Tewksbury writes on the art of the pitch by starting with a story from his first spring training when he was a Yankees prospect, "A day before the first major league spring training of my career, I was picking up baseballs during batting practice in Florida alongside the great Catfish Hunter, who was in camp as an alumni coach and whose glittering career would land him the next summer in Cooperstown. Aside from having a great nickname, Catfish was a control artist who commanded home plate as well as his favorite fishing holes. 

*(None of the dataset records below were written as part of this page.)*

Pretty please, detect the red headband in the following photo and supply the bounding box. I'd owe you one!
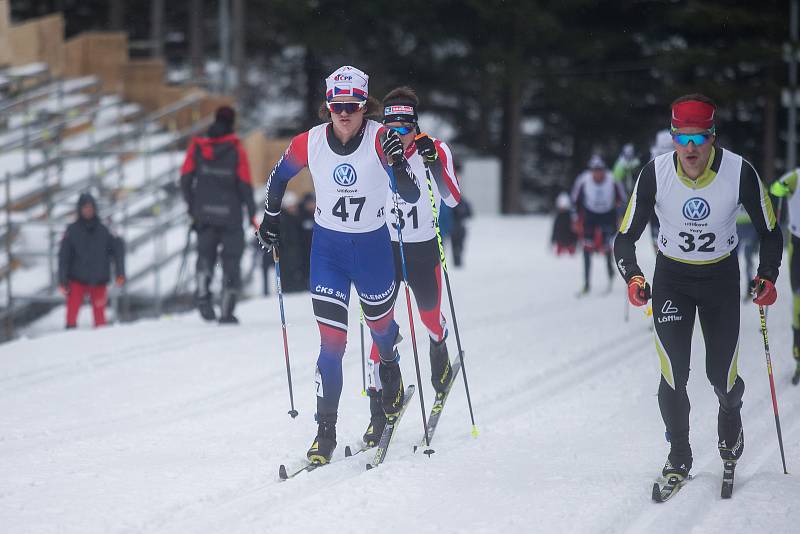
[672,100,716,130]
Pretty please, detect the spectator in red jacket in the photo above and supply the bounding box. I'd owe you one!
[58,193,125,328]
[181,106,258,323]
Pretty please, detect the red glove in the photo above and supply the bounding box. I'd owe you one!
[751,276,778,306]
[628,274,651,306]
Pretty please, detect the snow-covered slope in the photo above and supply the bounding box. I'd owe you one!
[0,218,800,534]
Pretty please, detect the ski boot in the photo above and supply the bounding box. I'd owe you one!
[364,388,386,447]
[306,414,336,465]
[661,458,692,480]
[430,338,453,399]
[219,289,239,324]
[717,410,744,462]
[378,358,405,421]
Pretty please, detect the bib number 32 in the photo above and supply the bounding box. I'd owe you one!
[678,232,717,252]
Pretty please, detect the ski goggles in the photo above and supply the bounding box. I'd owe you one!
[389,124,414,135]
[672,130,714,146]
[325,100,367,115]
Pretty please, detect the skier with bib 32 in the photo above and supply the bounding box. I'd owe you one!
[614,94,783,498]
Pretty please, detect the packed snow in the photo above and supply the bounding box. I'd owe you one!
[0,217,800,534]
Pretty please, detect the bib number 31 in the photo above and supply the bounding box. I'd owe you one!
[678,232,717,252]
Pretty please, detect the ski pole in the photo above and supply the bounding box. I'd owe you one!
[270,244,298,419]
[390,167,434,456]
[758,304,789,475]
[172,226,192,299]
[358,305,367,397]
[425,162,478,438]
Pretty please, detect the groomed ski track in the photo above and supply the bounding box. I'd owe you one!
[0,217,800,534]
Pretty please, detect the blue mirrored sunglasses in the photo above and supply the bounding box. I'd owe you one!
[328,100,367,115]
[390,126,414,135]
[672,131,714,146]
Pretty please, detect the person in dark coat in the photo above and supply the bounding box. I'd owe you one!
[58,193,125,328]
[181,106,258,323]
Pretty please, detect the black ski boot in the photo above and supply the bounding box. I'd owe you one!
[792,345,800,386]
[661,454,692,480]
[430,337,453,399]
[378,358,405,419]
[364,388,386,447]
[219,289,239,324]
[717,404,744,462]
[306,414,336,465]
[195,271,217,321]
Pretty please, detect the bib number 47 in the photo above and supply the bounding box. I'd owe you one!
[678,232,717,252]
[331,197,367,222]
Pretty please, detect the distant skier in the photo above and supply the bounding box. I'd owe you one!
[58,193,125,328]
[770,169,800,385]
[612,143,642,193]
[614,94,783,494]
[259,66,420,464]
[572,154,626,295]
[181,106,258,324]
[650,129,675,247]
[550,191,578,256]
[364,87,461,446]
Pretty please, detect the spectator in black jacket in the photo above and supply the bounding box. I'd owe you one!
[181,106,258,323]
[58,193,125,328]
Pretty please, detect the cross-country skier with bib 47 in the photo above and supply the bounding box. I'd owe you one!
[614,94,783,500]
[259,66,420,464]
[364,87,461,446]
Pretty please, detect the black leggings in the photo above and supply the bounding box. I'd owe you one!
[653,252,744,465]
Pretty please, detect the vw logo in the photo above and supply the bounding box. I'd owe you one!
[333,163,358,187]
[683,197,711,221]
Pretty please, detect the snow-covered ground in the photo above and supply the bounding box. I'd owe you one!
[0,218,800,534]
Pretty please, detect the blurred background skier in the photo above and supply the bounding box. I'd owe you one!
[550,191,578,256]
[180,106,258,324]
[572,154,626,296]
[769,169,800,385]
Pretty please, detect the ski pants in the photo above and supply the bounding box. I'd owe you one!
[67,280,108,328]
[789,234,800,360]
[309,225,399,417]
[196,225,244,293]
[653,251,744,465]
[369,238,447,389]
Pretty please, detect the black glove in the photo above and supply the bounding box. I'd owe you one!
[414,134,439,165]
[258,213,281,250]
[381,128,404,165]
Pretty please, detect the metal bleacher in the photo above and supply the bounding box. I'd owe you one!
[0,64,236,339]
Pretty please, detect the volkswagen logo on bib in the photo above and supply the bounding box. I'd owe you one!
[333,163,358,187]
[683,197,711,221]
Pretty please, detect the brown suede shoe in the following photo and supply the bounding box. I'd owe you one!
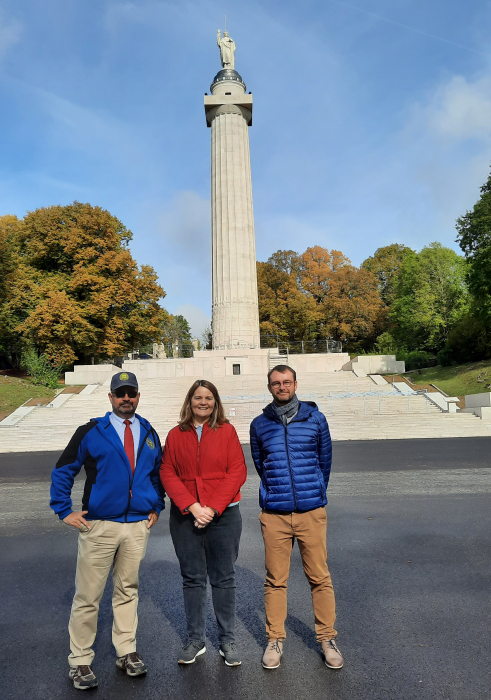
[321,639,344,670]
[262,639,283,669]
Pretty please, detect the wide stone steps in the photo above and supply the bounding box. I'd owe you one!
[0,372,491,452]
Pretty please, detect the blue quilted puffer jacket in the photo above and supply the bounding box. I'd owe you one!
[251,401,332,513]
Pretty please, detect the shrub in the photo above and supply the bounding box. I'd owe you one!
[405,350,432,370]
[436,348,457,367]
[21,348,60,389]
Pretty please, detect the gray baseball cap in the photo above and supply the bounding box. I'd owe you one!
[111,372,138,392]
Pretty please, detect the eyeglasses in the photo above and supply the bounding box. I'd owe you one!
[112,386,138,399]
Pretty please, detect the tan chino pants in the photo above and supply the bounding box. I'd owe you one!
[68,520,149,666]
[259,508,337,642]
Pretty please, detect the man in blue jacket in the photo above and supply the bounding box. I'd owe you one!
[51,372,165,690]
[251,365,343,669]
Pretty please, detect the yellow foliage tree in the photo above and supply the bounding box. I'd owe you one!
[3,202,167,365]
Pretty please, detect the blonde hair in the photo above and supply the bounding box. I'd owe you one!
[179,379,228,431]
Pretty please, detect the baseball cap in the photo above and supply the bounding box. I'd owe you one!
[111,372,138,392]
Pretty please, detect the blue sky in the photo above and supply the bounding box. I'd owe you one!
[0,0,491,334]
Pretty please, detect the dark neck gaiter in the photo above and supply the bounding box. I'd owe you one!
[271,394,300,425]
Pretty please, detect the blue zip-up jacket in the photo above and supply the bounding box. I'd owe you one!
[50,412,165,523]
[250,401,332,513]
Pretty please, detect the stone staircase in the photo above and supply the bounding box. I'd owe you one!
[0,372,491,452]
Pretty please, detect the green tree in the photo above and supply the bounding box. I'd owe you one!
[390,243,469,352]
[456,168,491,324]
[1,202,166,366]
[361,243,414,306]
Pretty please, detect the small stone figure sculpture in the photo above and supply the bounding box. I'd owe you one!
[217,29,235,70]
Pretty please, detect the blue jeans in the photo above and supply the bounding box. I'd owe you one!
[169,505,242,644]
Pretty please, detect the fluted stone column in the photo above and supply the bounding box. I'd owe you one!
[205,69,259,349]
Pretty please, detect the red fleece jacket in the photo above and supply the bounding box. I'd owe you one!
[160,423,247,515]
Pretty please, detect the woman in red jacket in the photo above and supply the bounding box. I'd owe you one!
[160,379,247,666]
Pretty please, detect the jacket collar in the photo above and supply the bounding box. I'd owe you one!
[92,411,152,474]
[263,401,319,425]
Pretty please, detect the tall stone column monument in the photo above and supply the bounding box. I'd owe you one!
[205,32,259,350]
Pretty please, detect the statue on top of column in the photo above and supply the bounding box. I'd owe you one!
[217,29,235,70]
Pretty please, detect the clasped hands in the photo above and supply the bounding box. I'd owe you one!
[188,503,215,528]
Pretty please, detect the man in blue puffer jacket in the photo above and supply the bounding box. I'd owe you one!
[251,365,343,669]
[51,372,164,690]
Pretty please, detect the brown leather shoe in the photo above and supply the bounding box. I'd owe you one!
[262,639,283,669]
[321,639,344,669]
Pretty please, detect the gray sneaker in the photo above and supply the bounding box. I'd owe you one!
[177,640,206,664]
[116,651,147,676]
[220,642,242,666]
[68,666,98,690]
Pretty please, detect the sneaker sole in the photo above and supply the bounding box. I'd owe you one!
[126,669,148,678]
[116,660,148,678]
[70,678,99,690]
[218,649,242,666]
[177,647,206,664]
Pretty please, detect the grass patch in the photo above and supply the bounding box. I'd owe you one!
[406,360,491,396]
[0,376,56,420]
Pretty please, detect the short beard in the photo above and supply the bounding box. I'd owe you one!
[273,394,295,406]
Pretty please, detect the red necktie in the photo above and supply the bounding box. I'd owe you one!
[124,420,135,474]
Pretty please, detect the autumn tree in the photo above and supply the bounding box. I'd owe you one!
[390,243,470,352]
[2,202,167,365]
[299,246,385,345]
[0,216,19,368]
[257,260,320,340]
[258,246,385,343]
[361,243,414,306]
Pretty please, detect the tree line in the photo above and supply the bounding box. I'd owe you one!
[0,167,491,374]
[0,202,191,370]
[257,167,491,364]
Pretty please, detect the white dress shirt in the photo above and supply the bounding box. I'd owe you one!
[109,413,140,454]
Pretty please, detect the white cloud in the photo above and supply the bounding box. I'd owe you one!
[422,75,491,140]
[0,12,22,62]
[158,192,211,272]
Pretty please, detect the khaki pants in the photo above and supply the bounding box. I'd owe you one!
[259,508,337,642]
[68,520,149,666]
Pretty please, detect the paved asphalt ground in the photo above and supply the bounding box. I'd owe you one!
[0,438,491,700]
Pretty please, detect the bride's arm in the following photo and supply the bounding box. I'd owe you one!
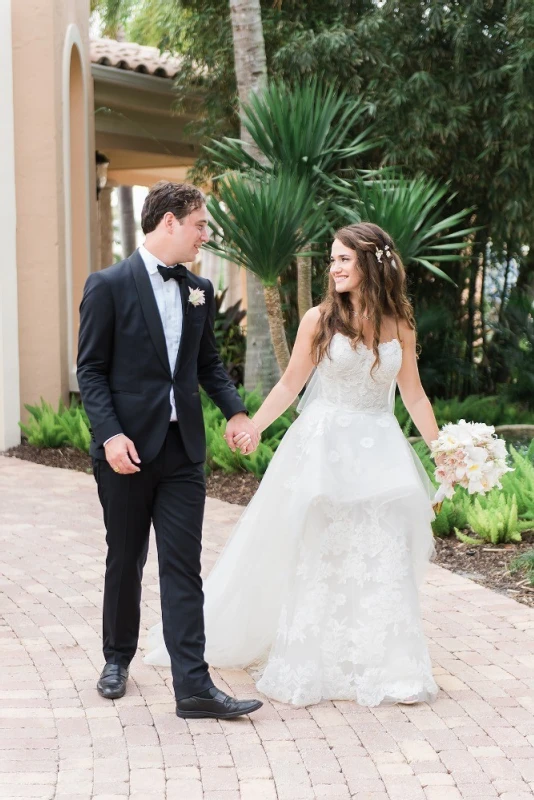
[397,324,439,446]
[252,308,320,433]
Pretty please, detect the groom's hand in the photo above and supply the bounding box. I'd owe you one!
[224,413,261,455]
[104,433,141,475]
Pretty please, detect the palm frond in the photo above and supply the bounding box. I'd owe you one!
[207,174,325,286]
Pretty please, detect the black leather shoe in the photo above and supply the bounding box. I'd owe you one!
[96,664,129,700]
[176,687,263,719]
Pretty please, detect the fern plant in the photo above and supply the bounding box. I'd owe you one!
[456,492,530,544]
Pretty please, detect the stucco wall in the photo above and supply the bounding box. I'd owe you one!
[0,0,20,450]
[12,0,95,422]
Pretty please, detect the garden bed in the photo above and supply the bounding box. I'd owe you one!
[3,443,534,607]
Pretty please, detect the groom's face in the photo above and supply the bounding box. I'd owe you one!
[172,205,210,262]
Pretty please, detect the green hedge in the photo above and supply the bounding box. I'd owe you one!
[21,388,534,544]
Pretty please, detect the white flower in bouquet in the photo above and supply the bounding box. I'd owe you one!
[431,419,512,504]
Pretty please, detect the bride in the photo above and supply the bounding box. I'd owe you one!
[145,223,444,706]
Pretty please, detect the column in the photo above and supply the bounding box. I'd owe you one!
[0,0,20,451]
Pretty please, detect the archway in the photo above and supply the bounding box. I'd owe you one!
[63,25,94,391]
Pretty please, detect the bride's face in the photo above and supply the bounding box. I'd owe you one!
[330,239,361,292]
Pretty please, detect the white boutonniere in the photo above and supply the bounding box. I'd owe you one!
[189,286,206,307]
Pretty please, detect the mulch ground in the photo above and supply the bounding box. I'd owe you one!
[3,442,534,607]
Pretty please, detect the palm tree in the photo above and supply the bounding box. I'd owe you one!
[230,0,278,395]
[335,175,479,283]
[207,173,325,372]
[207,78,376,319]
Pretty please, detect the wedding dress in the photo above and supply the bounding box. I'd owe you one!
[145,334,437,706]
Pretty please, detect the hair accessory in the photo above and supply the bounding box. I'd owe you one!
[384,244,397,269]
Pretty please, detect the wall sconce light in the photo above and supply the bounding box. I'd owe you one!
[95,150,109,200]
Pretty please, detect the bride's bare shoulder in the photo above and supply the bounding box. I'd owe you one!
[300,306,321,333]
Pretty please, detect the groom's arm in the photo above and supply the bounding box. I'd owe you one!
[76,272,122,446]
[197,280,248,419]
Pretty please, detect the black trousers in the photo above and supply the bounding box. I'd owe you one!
[93,423,213,699]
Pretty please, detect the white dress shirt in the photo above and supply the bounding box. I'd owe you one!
[139,244,183,422]
[104,245,183,445]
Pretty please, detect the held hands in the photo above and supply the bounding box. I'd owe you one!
[104,433,141,475]
[224,414,261,456]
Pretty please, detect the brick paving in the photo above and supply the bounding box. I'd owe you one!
[0,456,534,800]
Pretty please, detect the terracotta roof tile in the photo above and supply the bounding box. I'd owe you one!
[89,39,181,78]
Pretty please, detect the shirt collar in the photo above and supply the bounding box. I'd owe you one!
[139,244,170,275]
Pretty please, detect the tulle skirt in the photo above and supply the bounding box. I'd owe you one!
[145,398,437,706]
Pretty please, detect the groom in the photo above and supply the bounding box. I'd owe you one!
[77,181,262,719]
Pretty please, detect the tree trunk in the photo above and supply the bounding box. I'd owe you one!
[263,286,289,372]
[98,186,113,269]
[499,242,512,325]
[230,0,280,397]
[297,255,313,319]
[462,250,480,397]
[119,186,137,258]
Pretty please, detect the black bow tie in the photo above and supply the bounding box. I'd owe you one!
[158,264,187,283]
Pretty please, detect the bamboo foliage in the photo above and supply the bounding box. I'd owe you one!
[337,174,478,283]
[207,78,376,319]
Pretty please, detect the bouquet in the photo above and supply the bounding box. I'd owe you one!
[431,419,513,512]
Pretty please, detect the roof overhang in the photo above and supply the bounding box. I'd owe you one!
[91,64,202,186]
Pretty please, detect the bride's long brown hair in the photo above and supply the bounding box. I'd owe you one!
[312,222,415,370]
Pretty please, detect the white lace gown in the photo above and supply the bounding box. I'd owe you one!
[145,334,437,706]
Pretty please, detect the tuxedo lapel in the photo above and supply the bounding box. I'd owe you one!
[173,280,189,377]
[128,250,172,372]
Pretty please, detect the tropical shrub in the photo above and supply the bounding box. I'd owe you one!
[19,397,91,452]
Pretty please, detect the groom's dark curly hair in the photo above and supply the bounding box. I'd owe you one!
[141,181,206,234]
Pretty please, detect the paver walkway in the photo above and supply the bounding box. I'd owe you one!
[0,457,534,800]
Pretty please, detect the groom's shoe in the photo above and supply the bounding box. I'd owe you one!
[96,664,128,700]
[176,686,263,719]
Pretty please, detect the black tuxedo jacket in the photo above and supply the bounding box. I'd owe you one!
[77,251,245,463]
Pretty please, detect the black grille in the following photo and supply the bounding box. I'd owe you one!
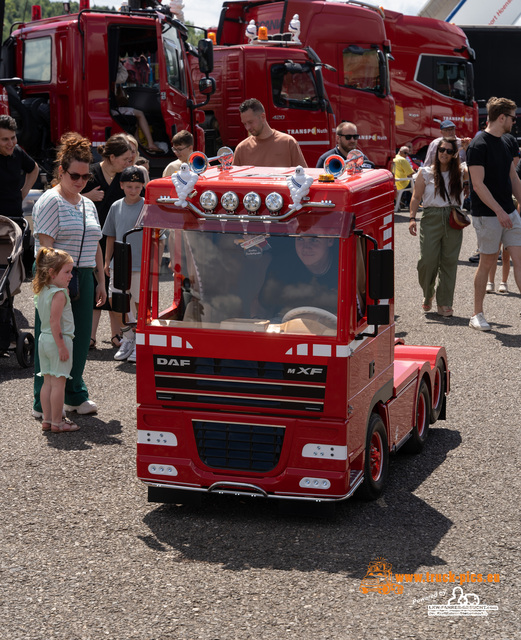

"Always on the lookout for a learning opportunity and with deep admiration for Hunter, I figured this was a no-brainer. So I asked him, 'Catfish, do you have words of advice for a young pitcher trying to make a major league team?'
"I can still see this picture today. Wearing his Yankees pullover sweatshirt, and with the omnipresent wad of chaw in his left cheek, Catfish casually turned his head toward me, spit out a thick, long stream of tobacco juice and said in that slow, North Carolina drawl: 'Just throw strikes, kid. Throw strikes.' Splat!
"So much for the deep, dark mysteries of the big-league universe. Throw strikes? I could do that. I had to do that. I wasn't Nolan Ryan. Especially after my shoulder surgery in 1988, I didn't have the kind of fastball that would strike fear into the hearts of hitters. Truth be told, I didn't have the kind of fastball that would even jangle their nerves. Just listen to Fred McGriff, the 'Crime Dog' himself, the slugger who pummeled 493 career home runs during his well-decorated career.
"'The best way to describe Tewksbury, I always say, is that he was a comfortable oh-fer,' McGriff says. 'Because other pitchers that threw a lot harder, you've got to worry about how hard they're throwing, you may get hit, whatever. Tewks didn't throw very hard, you weren't intimidated, you weren't scared, nothing like that. Then at the end of the day, you were 0 for 4 and pissed off because how did you go 0 for 4 against this guy?
"'He didn't throw very hard. He had great control. He threw strikes. He proves to you how hard it is to hit.'
"I became living proof that to thrive in the jungle that is major league baseball, a pitcher can elude the carnivores even while existing on their own turf. For thirteen seasons, I pumped strike after strike over the plate without ever risking a speeding ticket from the local authorities. And let me tell you, there are few things more satisfying in the world than eyeing a rival slugger eagerly step into the batter's box with hunger in his eyes, then watching him U-turn it back to the dugout with that look in those eyes having changed to fury. The kind of fury that Albert Belle once unleashed after he jammed himself with a 3 and 0 curveball. Up stepped Robin Ventura a couple of hitters later, with a message from Sir Albert to my catcher, Terry Steinbach: 'Maybe Tewks had better get an escort to his car after the game, because Albert wants to kill him!'
"From New York to Chicago to St. Louis and beyond, I pulled rabbits from the unlikeliest of hats, waved red capes at some of the game's most bullish sluggers and executed Houdini-like escapes from some of the toughest jams because I finally reached the point where I could see where I was throwing the baseball before I actually let go of it."

These two books will illuminate your thinking on baseball, and how there are many constants in this game as it is changing by the minute.